Wait!

As I read the story of Rachel (Genesis 29: 9-12, 16-26; 30: 1-23a; 35:24), I wondered what she might have said now looking back at how her story unfolded. This is my opinion of what she might have said.

 

“I thought that I could get by on my looks, fancy clothes, and my father’s money. You know my name means ‘ewe’ or sheep, the sign of our wealth. I am my father’s youngest daughter and it is my job to shepherd his sheep. One day while taking the sheep to the well I met Jacob; we fell for each other from the start. He loved me so much that he agreed to work seven years to marry me. Then my father tricked him into marrying my sister. Even after all of that he still worked another seven years just for me.

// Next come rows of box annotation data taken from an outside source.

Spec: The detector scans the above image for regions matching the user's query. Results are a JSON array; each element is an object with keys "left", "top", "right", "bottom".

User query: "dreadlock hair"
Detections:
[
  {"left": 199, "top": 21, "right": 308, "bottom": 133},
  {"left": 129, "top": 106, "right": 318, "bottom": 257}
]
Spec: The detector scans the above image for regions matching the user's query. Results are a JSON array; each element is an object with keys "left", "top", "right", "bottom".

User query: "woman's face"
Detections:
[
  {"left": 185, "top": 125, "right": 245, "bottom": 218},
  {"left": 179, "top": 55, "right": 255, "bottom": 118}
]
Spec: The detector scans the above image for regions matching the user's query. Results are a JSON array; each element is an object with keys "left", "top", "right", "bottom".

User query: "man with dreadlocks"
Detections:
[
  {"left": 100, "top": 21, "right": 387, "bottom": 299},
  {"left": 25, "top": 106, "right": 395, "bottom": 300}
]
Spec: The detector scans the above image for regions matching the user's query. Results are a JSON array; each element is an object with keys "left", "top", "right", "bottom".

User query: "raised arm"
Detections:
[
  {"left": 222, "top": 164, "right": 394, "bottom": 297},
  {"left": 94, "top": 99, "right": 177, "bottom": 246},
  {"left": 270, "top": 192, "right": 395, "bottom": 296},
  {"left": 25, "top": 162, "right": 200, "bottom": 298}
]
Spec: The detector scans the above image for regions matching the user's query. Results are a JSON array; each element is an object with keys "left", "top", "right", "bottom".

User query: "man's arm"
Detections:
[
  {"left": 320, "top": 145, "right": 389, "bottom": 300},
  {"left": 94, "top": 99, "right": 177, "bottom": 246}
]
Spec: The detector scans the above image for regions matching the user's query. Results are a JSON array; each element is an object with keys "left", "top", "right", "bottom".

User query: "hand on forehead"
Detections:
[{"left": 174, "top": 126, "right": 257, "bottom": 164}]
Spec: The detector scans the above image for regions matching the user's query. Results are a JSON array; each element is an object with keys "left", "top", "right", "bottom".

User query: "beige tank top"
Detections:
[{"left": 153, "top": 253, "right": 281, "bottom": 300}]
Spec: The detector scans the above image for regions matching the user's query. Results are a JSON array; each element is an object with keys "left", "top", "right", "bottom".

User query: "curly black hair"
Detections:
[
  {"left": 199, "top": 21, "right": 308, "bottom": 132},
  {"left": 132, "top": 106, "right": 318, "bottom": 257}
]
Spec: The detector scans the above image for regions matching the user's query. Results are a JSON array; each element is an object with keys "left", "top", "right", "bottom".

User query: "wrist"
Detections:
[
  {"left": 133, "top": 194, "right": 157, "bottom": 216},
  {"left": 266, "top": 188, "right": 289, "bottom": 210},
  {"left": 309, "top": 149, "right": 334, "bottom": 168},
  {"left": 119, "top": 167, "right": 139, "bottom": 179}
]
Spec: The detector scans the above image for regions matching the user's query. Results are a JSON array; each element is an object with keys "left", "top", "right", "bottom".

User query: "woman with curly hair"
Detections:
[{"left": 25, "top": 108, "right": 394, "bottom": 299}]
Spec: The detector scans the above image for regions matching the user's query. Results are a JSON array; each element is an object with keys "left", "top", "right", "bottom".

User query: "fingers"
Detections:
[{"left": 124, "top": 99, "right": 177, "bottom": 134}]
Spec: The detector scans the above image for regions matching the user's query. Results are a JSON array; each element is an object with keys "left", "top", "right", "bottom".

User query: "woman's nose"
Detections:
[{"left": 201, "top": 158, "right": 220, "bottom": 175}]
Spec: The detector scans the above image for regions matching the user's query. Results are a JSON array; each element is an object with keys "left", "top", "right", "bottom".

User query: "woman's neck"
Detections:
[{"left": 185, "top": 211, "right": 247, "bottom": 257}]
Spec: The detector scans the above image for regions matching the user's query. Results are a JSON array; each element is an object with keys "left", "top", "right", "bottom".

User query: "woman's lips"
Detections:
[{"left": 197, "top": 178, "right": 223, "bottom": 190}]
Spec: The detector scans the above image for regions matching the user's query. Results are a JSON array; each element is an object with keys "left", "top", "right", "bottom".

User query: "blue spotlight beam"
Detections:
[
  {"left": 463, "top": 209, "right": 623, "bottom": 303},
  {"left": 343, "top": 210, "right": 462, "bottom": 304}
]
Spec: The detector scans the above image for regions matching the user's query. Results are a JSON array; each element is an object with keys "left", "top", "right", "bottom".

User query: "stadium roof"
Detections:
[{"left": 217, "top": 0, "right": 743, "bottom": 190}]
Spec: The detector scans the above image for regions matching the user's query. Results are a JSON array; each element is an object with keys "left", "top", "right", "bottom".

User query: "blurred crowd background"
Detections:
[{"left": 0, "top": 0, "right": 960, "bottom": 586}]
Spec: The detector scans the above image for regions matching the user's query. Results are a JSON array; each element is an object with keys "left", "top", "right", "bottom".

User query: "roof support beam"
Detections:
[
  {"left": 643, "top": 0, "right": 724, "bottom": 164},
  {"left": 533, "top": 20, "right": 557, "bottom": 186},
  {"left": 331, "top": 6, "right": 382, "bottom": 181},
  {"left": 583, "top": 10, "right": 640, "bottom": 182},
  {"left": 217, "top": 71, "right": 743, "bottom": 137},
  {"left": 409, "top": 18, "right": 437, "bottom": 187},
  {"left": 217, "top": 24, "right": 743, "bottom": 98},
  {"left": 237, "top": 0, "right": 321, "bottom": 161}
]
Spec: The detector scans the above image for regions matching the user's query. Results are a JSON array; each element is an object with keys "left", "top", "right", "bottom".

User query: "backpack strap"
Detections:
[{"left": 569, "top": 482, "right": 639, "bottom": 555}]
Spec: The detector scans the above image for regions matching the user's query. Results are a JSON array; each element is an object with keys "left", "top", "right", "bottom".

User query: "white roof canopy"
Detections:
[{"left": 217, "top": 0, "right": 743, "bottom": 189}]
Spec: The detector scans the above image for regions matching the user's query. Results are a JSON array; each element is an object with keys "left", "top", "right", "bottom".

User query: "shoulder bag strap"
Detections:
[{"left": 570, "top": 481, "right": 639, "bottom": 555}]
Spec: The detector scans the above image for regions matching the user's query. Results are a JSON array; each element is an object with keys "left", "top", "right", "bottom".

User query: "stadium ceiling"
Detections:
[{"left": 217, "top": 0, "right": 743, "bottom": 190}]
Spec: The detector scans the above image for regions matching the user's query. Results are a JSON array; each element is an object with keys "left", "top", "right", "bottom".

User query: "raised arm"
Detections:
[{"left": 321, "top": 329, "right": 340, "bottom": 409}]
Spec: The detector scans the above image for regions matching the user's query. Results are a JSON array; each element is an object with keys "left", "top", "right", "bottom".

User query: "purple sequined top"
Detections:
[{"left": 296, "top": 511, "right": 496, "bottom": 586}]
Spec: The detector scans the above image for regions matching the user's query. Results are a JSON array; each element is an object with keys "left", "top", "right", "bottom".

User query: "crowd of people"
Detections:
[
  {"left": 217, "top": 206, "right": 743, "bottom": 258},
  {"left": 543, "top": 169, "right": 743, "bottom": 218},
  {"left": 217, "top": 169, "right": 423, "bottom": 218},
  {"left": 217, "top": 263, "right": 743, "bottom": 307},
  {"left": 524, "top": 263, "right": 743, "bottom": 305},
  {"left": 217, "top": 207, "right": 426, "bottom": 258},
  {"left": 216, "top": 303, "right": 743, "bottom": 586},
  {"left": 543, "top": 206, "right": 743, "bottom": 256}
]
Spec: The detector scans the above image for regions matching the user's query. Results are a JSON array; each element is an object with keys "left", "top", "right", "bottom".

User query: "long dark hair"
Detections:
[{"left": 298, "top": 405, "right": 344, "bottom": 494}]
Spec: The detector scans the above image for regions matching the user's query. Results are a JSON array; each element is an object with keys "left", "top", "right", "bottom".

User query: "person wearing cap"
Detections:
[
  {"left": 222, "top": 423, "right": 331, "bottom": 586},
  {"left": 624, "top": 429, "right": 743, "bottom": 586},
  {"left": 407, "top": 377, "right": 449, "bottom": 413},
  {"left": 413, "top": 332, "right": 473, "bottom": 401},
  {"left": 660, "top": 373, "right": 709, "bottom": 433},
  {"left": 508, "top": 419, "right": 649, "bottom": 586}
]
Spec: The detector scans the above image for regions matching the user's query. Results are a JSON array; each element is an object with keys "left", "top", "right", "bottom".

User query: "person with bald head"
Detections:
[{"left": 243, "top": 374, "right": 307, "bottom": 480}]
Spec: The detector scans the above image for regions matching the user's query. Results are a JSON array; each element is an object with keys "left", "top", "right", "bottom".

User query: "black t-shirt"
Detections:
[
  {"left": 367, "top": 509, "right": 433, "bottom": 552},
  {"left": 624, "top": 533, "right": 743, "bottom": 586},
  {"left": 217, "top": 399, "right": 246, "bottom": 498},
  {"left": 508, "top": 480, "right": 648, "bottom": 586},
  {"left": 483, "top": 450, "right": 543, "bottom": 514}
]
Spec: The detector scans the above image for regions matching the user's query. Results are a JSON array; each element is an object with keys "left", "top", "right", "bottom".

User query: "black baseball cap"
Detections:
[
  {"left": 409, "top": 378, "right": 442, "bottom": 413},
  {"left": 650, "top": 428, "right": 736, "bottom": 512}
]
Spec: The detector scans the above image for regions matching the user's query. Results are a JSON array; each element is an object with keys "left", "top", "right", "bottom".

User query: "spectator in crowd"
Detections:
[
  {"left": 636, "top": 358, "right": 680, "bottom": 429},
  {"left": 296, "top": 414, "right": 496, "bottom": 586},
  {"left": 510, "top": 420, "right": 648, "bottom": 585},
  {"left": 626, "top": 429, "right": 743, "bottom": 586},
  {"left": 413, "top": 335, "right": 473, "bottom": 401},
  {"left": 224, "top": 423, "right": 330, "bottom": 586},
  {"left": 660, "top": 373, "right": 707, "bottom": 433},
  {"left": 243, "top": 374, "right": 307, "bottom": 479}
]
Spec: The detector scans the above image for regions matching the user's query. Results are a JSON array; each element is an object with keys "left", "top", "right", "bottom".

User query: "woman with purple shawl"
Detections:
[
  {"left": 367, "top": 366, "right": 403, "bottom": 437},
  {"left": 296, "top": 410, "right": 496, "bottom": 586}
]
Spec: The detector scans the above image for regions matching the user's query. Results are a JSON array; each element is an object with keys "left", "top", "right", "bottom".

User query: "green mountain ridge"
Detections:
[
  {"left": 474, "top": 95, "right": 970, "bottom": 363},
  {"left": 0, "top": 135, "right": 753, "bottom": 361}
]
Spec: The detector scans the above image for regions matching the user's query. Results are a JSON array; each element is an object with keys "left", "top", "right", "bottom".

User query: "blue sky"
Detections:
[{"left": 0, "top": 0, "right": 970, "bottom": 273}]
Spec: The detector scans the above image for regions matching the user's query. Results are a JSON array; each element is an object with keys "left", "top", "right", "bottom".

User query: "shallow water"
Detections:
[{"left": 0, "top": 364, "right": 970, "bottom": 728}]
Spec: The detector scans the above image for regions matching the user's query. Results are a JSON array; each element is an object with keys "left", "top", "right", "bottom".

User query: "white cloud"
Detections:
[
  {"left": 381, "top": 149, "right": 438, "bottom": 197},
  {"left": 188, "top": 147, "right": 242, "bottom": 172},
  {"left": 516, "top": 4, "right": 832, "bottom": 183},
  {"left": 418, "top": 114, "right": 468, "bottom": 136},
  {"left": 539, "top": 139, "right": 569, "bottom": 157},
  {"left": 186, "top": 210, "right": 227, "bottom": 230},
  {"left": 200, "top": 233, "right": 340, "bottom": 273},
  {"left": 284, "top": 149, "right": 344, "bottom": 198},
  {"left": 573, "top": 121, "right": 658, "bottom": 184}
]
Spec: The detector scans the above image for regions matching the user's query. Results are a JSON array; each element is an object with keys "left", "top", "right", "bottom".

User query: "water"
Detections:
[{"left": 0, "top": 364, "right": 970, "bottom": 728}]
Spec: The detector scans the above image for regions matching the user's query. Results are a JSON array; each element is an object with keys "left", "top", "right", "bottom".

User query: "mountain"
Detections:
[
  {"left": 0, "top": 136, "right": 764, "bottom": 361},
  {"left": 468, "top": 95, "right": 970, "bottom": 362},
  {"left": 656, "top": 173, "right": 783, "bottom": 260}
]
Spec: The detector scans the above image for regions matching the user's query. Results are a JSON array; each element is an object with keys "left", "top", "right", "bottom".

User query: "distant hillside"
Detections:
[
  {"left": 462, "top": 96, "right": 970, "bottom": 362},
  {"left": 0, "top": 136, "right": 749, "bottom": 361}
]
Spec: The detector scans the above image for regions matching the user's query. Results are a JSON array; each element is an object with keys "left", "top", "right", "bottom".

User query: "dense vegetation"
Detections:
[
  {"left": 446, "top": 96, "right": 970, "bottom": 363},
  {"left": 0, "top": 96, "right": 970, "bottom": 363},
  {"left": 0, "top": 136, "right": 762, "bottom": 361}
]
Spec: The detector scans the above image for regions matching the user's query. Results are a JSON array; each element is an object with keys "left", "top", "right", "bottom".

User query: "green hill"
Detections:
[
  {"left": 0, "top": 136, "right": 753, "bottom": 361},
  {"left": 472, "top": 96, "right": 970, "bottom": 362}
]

I know that my husband loves me beyond measure, but I’m barren. I set and jealously watched as my sister had son after son after son, for my husband. I felt that God was taking to long to give me children, so I gave my maidservant Bilhah (Bill-hah) as a concubine. The two sons that she had, by custom, are considered mine but I wanted children from my own womb.

Then I realized that barrenness is not just a lack of children, it is also a lack of hope and a lack of trust in God. It wasn’t until I started trusting God that He remembered me and answered my pleading and made it possible for me to have children. By God’s Grace, I bore two sons; Joseph and Benjamin.”

 

It was not that Rachel didn’t believe in God, it was that she didn’t wait on God. Like Rachel, when I decided that God was taking too long, I tried to take matters into my own hands; with disastrous results. I had to learn that God delays some things because He is preparing us to handle our blessings. Wait on the Lord!